Re: Byte ranges -- formal spec proposal

Marc VanHeyningen ([email protected])
Thu, 18 May 1995 15:02:46 +0500


Brian Behlendorf sed:
> On Wed, 17 May 1995, Larry Masinter wrote:
> > The proposal is to add byte ranges to URLs (in general, it seems). I
> > don't think it belongs there; at best, byte ranges make sense as an
> > addon to the HTTP protocol.
>
> Then how does one build a URL to point to minutes 6 through 8 of a 1-hour
> 60-megabyte DJ set? Or to message 2064 (byte range 2254322-2257934) in a
> 4 megabyte mailbox archive? Sure, if I'm using an HTTP-aware mailbox
> reader or audio viewer that's a possibility... but then I can only launch
> a range request from that type of viewer. Ick.

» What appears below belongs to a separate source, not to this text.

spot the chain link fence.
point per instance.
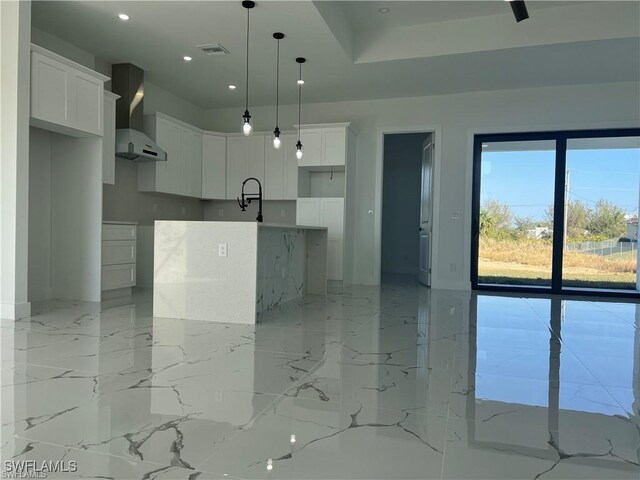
(606, 247)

I'd also like to see something more general. (I'd also like to see something
integrated with, rather than orthogonal to, existing fragment references
but that's just me.)

> http://host/path/to/object?object_arguments;request_headers
>
> object_arguments: a url-encoded list of name-value pairs
> i.e. name=brian&age=22
>
> request_headers: a url-encoded list of request headers, which only
> make sense in the context of the protocol used (in this case HTTP)
> This generality is so that URL's aren't hindered by HTTP-only
> specifications.

This also has interesting potential to allow hacks like the extra anchor
stuff like DN and CRYPTOPTS in SHTTP to be folded into the URLs.

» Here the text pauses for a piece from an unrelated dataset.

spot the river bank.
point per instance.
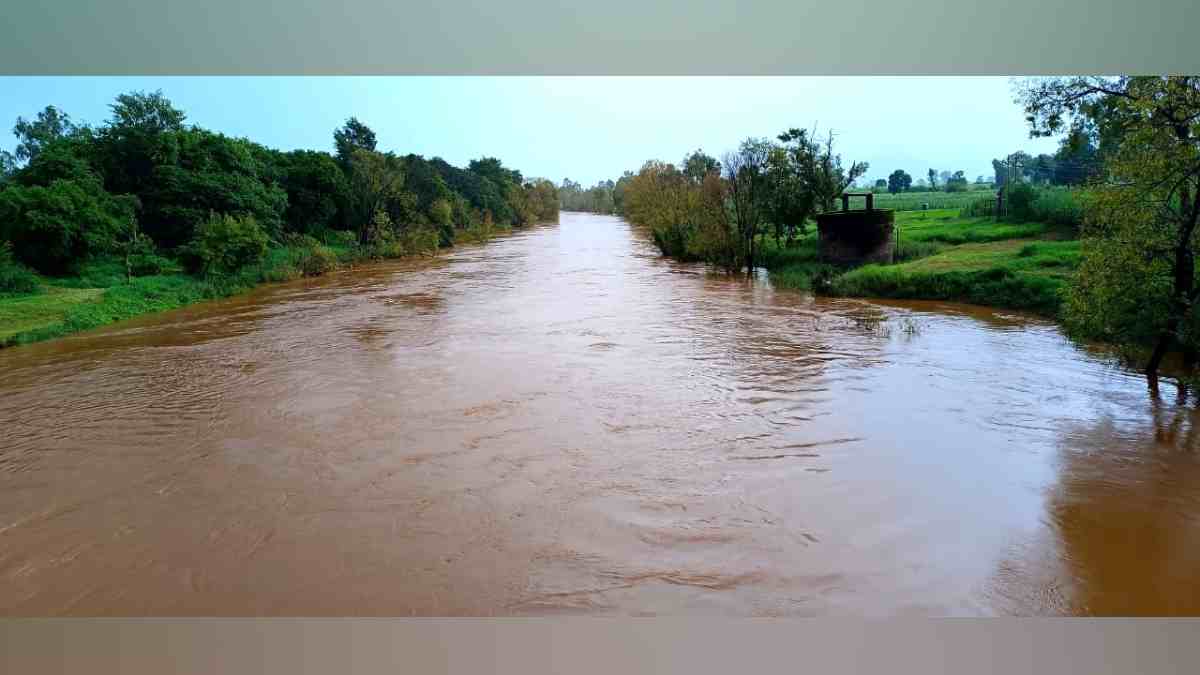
(945, 256)
(101, 293)
(563, 422)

> I can already sense some problems. Here's an interesting URL:
>
> http://whitehouse.gov:25/;[email protected]&RCPT+TOpresident&DATA\nFrontLawn,2pm,May16th\n.\n
>
> Though I suppose some catches could be put in place for this situation,
> can we protect against that for every protocol? At what point does a
> sufficiently obfuscated (to the human eye) extended URL become a malicious
> virus-ish mechanism for mayhem?

You can do that today with Gopher URLs; this vulnerability has been known
about for years, popular browsers are susecptible to it, and nobody seems to
be complaining, so obviously it's not a real problem. :-) * 0.5

- Marc

Marc VanHeyningen [email protected]
Disclaimer:
If this were an official announcement from Spry-CompuServe Internet Division,
it would have begun with the phrase "FOR IMMEDIATE RELEASE."